Imagine um artista que era, ao mesmo tempo, um poeta sensível e um crítico social furioso. Alguém que não tinha religião, mas era fascinado pela figura de Jesus. Um homem que defendia os pobres e marginalizados com unhas e dentes. Esse foi Pier Paolo Pasolini, um dos cineastas mais importantes e polêmicos da Itália. Seus filmes são um campo de batalha de ideias, misturando religião com a vida nas ruas, e poesia com uma forte crítica política.
A relação de Pasolini com a religião era muito particular. Mesmo sendo ateu e um crítico da Igreja, ele via algo de sagrado e puro na história de Cristo. Para ele, Jesus não era uma figura divina distante, mas sim um rebelde que andava com os pobres e lutava contra a hipocrisia dos poderosos.

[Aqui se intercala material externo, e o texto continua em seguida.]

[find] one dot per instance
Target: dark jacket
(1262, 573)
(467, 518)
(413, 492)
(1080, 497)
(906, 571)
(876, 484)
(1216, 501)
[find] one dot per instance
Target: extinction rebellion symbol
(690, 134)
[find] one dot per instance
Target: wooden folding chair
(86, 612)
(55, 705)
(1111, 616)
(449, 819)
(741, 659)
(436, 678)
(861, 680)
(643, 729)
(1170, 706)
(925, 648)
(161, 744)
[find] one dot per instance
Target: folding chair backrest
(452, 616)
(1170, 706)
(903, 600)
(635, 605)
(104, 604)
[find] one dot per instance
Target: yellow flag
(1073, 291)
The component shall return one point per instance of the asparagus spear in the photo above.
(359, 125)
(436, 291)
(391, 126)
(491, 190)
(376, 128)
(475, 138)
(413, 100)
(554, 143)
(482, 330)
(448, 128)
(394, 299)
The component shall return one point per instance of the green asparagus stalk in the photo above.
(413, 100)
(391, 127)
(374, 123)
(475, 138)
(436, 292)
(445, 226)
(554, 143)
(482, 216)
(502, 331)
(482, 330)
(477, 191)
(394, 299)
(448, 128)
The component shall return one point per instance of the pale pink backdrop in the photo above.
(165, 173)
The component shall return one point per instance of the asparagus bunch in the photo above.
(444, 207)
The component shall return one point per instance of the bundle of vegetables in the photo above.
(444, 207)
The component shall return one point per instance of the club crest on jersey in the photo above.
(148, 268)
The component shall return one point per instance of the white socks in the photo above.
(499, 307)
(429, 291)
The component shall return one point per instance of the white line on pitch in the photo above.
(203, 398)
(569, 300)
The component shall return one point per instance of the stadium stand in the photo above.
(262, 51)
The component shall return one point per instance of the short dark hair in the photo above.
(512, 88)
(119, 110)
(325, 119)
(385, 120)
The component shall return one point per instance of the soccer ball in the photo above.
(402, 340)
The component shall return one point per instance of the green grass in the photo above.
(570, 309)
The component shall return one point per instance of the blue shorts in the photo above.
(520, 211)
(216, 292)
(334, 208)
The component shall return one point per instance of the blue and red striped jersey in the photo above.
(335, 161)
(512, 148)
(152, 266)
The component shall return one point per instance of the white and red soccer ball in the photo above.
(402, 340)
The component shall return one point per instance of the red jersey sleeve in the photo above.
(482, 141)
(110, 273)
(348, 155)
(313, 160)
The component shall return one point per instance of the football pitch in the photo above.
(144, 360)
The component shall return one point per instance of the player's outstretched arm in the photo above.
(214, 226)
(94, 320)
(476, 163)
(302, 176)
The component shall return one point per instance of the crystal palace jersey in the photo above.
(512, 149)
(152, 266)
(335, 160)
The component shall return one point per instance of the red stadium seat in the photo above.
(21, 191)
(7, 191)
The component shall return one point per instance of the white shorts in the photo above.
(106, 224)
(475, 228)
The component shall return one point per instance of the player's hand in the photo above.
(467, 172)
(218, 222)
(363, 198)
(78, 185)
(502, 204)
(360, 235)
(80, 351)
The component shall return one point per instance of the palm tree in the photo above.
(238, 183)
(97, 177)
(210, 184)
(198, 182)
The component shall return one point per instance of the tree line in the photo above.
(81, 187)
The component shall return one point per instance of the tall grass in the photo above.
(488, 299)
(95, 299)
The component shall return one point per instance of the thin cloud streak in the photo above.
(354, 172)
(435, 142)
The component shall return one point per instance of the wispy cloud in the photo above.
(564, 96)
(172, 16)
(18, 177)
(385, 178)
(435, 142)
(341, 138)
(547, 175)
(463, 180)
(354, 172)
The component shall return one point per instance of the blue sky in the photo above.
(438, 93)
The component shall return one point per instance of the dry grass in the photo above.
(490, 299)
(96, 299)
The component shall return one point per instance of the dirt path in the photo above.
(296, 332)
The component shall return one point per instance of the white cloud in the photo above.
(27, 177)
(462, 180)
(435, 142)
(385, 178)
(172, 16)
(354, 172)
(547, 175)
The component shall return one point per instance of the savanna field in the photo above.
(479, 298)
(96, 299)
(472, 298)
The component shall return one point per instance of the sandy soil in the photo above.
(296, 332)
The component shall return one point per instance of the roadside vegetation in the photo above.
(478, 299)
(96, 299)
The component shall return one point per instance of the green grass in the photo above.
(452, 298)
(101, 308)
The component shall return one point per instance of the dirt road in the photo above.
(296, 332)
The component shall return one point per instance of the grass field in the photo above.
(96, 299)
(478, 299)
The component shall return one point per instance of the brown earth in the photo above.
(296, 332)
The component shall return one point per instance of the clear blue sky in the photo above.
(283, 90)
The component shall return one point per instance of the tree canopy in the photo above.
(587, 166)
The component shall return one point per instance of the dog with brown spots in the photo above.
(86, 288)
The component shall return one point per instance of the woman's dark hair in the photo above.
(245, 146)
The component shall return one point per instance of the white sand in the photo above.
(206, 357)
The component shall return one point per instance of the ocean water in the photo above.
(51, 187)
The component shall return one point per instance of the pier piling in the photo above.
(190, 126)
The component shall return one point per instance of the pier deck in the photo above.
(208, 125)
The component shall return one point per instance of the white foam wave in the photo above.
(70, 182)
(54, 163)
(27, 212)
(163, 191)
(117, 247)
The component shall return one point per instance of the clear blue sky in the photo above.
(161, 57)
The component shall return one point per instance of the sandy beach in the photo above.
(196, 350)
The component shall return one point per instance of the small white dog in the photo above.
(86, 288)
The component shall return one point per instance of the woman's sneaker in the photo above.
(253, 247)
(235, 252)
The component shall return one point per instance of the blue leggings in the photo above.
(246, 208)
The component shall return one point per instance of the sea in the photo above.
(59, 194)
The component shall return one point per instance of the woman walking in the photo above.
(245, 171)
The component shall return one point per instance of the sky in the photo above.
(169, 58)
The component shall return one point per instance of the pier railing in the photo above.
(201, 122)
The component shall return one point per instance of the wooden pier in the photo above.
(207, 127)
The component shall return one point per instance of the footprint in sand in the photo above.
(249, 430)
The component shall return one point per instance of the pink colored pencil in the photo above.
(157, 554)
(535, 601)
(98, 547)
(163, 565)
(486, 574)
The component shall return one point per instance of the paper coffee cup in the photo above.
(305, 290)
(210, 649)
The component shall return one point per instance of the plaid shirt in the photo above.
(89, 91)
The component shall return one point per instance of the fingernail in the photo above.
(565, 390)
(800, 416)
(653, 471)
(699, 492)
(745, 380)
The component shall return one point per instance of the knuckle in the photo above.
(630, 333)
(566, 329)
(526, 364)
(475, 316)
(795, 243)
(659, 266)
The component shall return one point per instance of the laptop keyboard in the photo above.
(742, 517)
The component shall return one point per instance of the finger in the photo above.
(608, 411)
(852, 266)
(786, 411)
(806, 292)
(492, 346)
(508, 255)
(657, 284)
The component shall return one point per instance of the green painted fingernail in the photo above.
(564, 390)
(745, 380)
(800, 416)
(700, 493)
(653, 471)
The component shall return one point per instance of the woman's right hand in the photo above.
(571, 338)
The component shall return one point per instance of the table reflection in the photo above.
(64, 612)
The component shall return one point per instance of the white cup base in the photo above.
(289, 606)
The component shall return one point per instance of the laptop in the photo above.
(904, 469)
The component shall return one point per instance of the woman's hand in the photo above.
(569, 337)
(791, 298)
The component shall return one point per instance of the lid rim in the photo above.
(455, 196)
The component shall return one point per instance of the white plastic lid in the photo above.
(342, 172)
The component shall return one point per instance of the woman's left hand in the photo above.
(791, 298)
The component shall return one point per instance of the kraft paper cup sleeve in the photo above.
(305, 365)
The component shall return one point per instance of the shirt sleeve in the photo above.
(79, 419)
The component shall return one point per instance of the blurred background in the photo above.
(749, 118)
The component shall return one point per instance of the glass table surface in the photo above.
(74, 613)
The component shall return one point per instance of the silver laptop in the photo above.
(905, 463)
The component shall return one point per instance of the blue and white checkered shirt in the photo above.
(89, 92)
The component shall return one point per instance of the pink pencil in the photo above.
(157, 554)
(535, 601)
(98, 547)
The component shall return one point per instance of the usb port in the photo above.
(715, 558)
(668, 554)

Isso fica muito claro em seu filme “O Evangelho Segundo São Mateus” (1964). Ele conta a história de Jesus de uma forma simples e direta, quase como um documentário. Usou pessoas comuns, não atores famosos e filmou em vilarejos pobres da Itália para mostrar que a mensagem de Cristo era para os humildes.
Ao mesmo tempo, Pasolini apontava sua câmera para o que a sociedade considerava “profano” ou sujo: a vida nas periferias de Roma. Em seu primeiro filme, “Accattone” (1961), ele conta a história de um cafetão. Mas, em vez de julgá-lo, Pasolini o filma com uma espécie de respeito, como se a sua luta trágica pela sobrevivência tivesse uma beleza própria. Para ele a verdadeira sujeira não estava na pobreza ou no pecado das ruas, mas na falsidade e no vazio da vida burguesa e consumista.
Antes de fazer filmes Pasolini era um poeta famoso. E ele levou esse dom para o cinema. Seus filmes não contam histórias da maneira tradicional, mas são como poemas visuais, que nos atingem pela força de suas imagens.
Ele gostava de filmar os rostos de pessoas comuns, mostrando suas rugas e expressões como se fossem obras de arte, muitas vezes paradas e solenes, lembrando pinturas antigas. Essa era a sua poesia de cinema.
Mas essa poesia não era apenas para ser bonita, ela tinha um objetivo político. Ao filmar um camponês pobre com a mesma dignidade de um rei, Pasolini estava dizendo que aquela vida importava. Ele usava sua arte para defender os pobres e criticar a sociedade de consumo, que, segundo ele, estava destruindo as culturas locais e transformando todo mundo em um consumidor igual e sem alma. Ele era um marxista, mas um marxista diferente, que sentia saudade de um mundo mais simples e autêntico.
No início dos anos 70, Pasolini fez a “Trilogia da Vida”, uma série de filmes que celebrava o sexo de uma forma alegre e natural, como uma festa dos corpos. Ele queria mostrar uma sexualidade livre, antes que ela fosse reprimida pela religião e pelo moralismo burguês.
Pasolini se desiludiu profundamente. Percebeu que a mesma liberdade sexual que ele celebrava estava sendo transformada em um produto pela publicidade e pela indústria cultural. O sexo estava virando mais uma coisa para se vender e consumir.
Sua resposta a isso foi seu último e mais chocante filme: “Salò, ou os 120 Dias de Sodoma” (1975). É um filme extremamente perturbador, que usa o sexo não como alegria, mas como uma ferramenta de tortura e poder. É a sua visão mais pessimista, um grito de alerta mostrando como o poder absoluto e o dinheiro podem destruir completamente a humanidade.
De forma geral, Pier Paolo Pasolini foi um artista corajoso que não tinha medo de mexer em feridas. Ele misturou o sagrado e o profano para mostrar a beleza escondida nos marginalizados. Usou a linguagem da poesia para fazer críticas políticas afiadas. Seus filmes continuam importantes porque nos forçam a encarar as contradições da nossa própria sociedade.